The arrival of the nazis to power in 1933 him to lose his place and he went to the school of Biochemistry, Cambridge at the invitation of Frederick Gowland Hopkins, winner of the half of the work in Physiology or medicine in 1929. He left Cambridge for the position of lecturer at the Faculty of pharmacy of Sheffield in 1935. In 1938, he became the Director of the newly founded Department of biochemistry. He obtained the rank of Professor in 1945 and became a unit of research in a medical research Council that is created. This structure is transferred to Oxford in 1954.
Krebs research mainly concerned various aspects of intermediary metabolism. He studied the synthesis of urea in the liver of mammals, the synthesis of uric acid and bases of purine in birds, the intermediate steps of the oxidation of food products, the mechanism of the active transport of electrolytes and the relationship between cellular respiration and the generation of adenosine Polyphosphate.
He has written several articles, including the remarkable study on transformations of energy in life, published in 1957, in collaboration with h. l. Kornberg, who discussed the complex chemical processes that provide living organisms phosphate by the Krebs cycle.

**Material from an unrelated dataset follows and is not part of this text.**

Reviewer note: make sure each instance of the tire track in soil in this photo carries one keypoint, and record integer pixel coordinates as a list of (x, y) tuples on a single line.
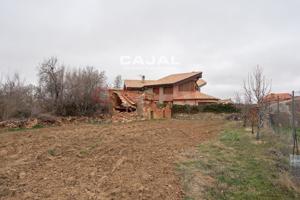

Krebs was elected President of the Royal Society in London in 1947. In 1953, it is winner of half of the Nobel Prize in Physiology or Medicine (the other half was awarded to Fritz Albert Lipmann) “for his discovery of the citric acid cycle” (Krebs cycle). In 1954, he received the Medal of the Royal Society and, in 1958, the Gold Medal of the society of the Netherlands for physics, medical science. It was CBE in 1958. He holds honorary titles of the universities of Chicago, Freiburg-im-Breisgau, Paris, Glasgow, London, Sheffield, Leicester, Berlin (Humboldt) and Jerusalem.
He married Margaret Cicely Fieldhouse, of Wickersley, Yorkshire, in 1938. They have two sons, Paul and John, and a daughter, Hélène.